Recent analysis from the Kobeissi Letter reveals that Ethereum (ETH) has shed nearly 50% of its value since the 2024 bull run that followed President Trump’s election victory. This steep decline comes as the broader crypto market, which recently hit a three-month high of $3.895 trillion, has fallen by 30% according to Coingecko data. On Friday, ETH was trading at approximately $2,102—a drop of over 10.5% in 24 hours and 22.8% over the past week, levels not seen since December 2023.

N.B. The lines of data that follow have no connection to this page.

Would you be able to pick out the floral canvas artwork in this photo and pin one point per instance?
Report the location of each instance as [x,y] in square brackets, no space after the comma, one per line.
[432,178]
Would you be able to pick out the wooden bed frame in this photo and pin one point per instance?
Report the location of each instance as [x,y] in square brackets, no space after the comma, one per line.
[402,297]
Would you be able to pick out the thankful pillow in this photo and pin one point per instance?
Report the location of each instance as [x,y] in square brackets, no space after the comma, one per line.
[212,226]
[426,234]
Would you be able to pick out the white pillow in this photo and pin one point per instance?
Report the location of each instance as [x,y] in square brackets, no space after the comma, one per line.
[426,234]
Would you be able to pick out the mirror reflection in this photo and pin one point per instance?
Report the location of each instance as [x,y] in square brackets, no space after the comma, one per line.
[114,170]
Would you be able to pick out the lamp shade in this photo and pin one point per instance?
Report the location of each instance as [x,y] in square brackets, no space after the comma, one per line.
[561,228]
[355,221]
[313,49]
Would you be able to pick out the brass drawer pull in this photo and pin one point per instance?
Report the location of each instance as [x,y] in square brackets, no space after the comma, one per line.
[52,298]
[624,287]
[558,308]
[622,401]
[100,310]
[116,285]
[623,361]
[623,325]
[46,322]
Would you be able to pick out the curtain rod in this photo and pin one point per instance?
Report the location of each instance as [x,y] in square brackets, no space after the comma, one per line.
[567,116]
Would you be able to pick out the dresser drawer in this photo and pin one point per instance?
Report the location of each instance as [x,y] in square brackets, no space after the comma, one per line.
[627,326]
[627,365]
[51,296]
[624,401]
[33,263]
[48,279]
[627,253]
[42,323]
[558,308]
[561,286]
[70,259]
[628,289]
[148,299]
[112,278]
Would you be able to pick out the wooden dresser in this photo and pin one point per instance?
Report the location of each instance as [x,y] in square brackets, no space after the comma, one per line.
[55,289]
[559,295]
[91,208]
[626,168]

Forced Liquidations and Technical Signals
Data from Coinglass indicates that about $211 million in Ethereum liquidations occurred in the last 24 hours, with long positions comprising nearly $181 million of the total. This wave of forced sell-offs has intensified the downward pressure on ETH. Technical analysis shows that Ethereum is hovering near the crucial $2,000 support level. A breach of this threshold could pave the way for further declines towards $1,800. Conversely, a break above $2,500 might trigger a rally, with potential targets around $2,870 and even $3,400, though current trends point to sustained weakness.
Broader Market Concerns
The entire cryptocurrency market is in turmoil, driven partly by a significant hack that caused Bybit to lose approximately $1.4 billion in ETH. Moreover, uncertainty has been fueled by new tariff measures imposed by President Trump on Canada and Mexico, which have rattled investor confidence. Bitcoin has dipped below $80,000, and altcoins like Solana have experienced severe declines, indicating that overall sentiment remains bearish.